La parte mancante è stata quella di raccordo narrativo tra le due, nella quale il manager dello Straccio umano, un disperato Ollio, s’inventa una truffa con l’assicurazione per cavare almeno qualcosa dall’infortunio che vuole causare al suo protetto.
Non trova di meglio che farlo scivolare sulla classica buccia di banana. Nemmeno a dirlo, anche questo stratagemma fallisce e a scivolare è il fattorino di un pasticciere che sta effettuando delle consegne. Proprio da lui parte la prima salva di torte in faccia che man mano si estende all’intero quartiere della città. Nel finale una scena di massa ci mostra almeno un centinaio di persone impiastricciate di crema e di panna che continuano a tirarsi torte.
Oltre che ridicola è una sequenza del tutto surreale che i musicisti della Zerorchestra hanno saputo interpretare perfettamente con un ritmo via via sempre più vivace fino al parossismo della sovrapposizione di più linee sonore e melodiche che davano l’effetto di una corsa a perdifiato o di un caos crescente e di un divertimento crescente, incontenibile.

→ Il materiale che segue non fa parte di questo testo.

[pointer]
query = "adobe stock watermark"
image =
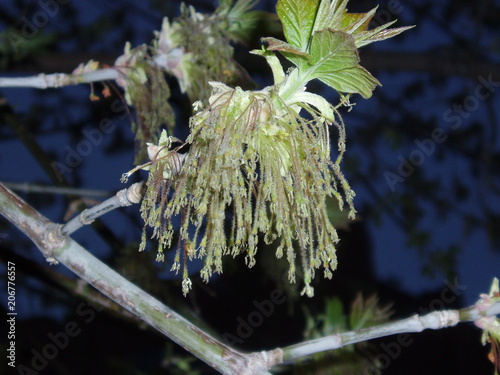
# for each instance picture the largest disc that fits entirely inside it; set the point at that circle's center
(91, 138)
(58, 341)
(31, 26)
(453, 116)
(255, 319)
(392, 350)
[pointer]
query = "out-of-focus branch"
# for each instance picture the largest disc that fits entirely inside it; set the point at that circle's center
(45, 189)
(442, 64)
(44, 81)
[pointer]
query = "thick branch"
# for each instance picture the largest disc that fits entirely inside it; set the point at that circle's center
(123, 198)
(45, 235)
(415, 323)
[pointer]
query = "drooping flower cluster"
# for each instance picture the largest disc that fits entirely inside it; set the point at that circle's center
(258, 165)
(254, 159)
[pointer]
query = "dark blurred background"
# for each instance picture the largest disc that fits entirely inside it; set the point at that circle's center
(423, 156)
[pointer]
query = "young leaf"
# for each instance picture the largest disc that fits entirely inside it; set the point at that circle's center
(297, 17)
(334, 60)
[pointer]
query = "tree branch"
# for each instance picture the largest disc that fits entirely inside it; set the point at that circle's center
(45, 189)
(57, 248)
(123, 198)
(416, 323)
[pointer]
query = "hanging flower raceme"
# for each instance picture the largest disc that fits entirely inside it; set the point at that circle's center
(258, 167)
(254, 157)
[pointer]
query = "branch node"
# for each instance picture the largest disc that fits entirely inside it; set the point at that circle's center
(131, 195)
(84, 219)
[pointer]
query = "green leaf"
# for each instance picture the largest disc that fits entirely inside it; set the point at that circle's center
(297, 17)
(330, 15)
(357, 22)
(283, 47)
(334, 60)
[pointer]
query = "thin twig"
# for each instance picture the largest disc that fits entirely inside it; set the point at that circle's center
(65, 250)
(123, 198)
(45, 189)
(416, 323)
(56, 247)
(44, 81)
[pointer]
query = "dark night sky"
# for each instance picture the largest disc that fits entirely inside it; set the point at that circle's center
(394, 262)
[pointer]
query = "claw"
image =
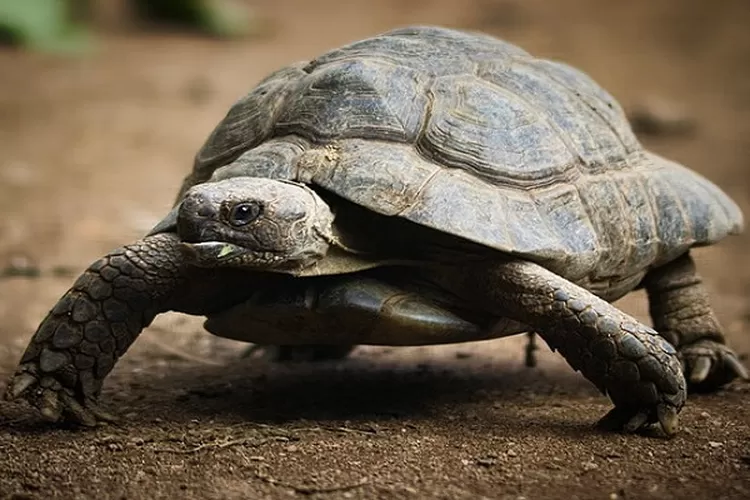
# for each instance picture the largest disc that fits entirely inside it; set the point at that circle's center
(668, 419)
(50, 406)
(636, 422)
(19, 385)
(701, 369)
(737, 367)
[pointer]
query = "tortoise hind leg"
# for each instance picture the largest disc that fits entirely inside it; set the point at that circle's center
(299, 353)
(681, 312)
(629, 361)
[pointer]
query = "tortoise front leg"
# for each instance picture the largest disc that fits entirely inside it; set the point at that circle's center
(681, 312)
(95, 322)
(629, 361)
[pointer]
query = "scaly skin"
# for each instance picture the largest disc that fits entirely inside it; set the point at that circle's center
(681, 311)
(95, 322)
(632, 363)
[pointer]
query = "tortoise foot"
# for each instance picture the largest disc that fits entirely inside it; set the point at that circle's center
(298, 353)
(54, 401)
(708, 365)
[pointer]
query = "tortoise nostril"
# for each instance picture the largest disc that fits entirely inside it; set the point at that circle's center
(205, 211)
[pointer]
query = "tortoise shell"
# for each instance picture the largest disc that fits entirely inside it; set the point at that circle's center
(472, 136)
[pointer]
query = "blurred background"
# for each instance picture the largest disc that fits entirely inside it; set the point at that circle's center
(103, 104)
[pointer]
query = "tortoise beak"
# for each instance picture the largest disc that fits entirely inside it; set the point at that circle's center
(210, 253)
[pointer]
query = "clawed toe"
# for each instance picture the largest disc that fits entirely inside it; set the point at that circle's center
(54, 402)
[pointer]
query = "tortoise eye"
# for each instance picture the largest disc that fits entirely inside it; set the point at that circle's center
(244, 213)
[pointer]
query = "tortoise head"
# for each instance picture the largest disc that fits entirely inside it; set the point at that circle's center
(254, 223)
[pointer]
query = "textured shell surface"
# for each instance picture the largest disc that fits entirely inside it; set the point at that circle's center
(470, 135)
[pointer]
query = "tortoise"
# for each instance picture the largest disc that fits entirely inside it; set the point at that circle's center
(423, 186)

Efficacissime in questo senso le percussioni e gli effetti sonori di Luca Grizzo, così come gli idiofoni di Luigi Vitale. Senza dimenticare, naturalmente, la tessitura ritmica incalzante del contrabbasso di Romano Todesco.
Spentesi le luci del grande schermo la Zerorchestra ha voluto salutare e deliziare il proprio pubblico che stava spellandosi le mani applaudendo, con una propria versione della celeberrima canzone cantata, in origine, da Alberto Sordi, storico doppiatore di Ollio, per la colonna sonora di The Flying Deuces di A. Edward Sutherland (Usa 1939) con la coppia comica arruolata, per pene d’amore, nella Legione straniera francese..
Il testo in italiano è assolutamente delirante e non c’entra proprio niente con quello dell’originale Shine on, Harvest Moon (Continua a splendere Luna piena) che è una tenera canzone che racconta l’amore di due giovani sotto la Luna splendente di settembre. E’ il caso di riportare il testo completo in italiano perché bizzarro e straniante testimone di un’epoca nella quale, pur volendo ridere a crepapelle, lo si faceva, invece a mezza bocca e amaramente mentre l’Europa e il mondo intero erano in fiamme.
Guardo gli asini che volano nel ciel/ma le papere sulle nuvole si divertono a fare i cigni nel ruscel / bianco come inchiostro.
Vanno i treni sopra il mare tutto blu e le gondole bianche sbocciano nel crepuscolo sulle canne di bambù. Du du du du du/
Queste strane cose vedo ed altro ancor quando ticchete ticche ticchete ticche sento che guarito il cuor dall’estasi d’amor.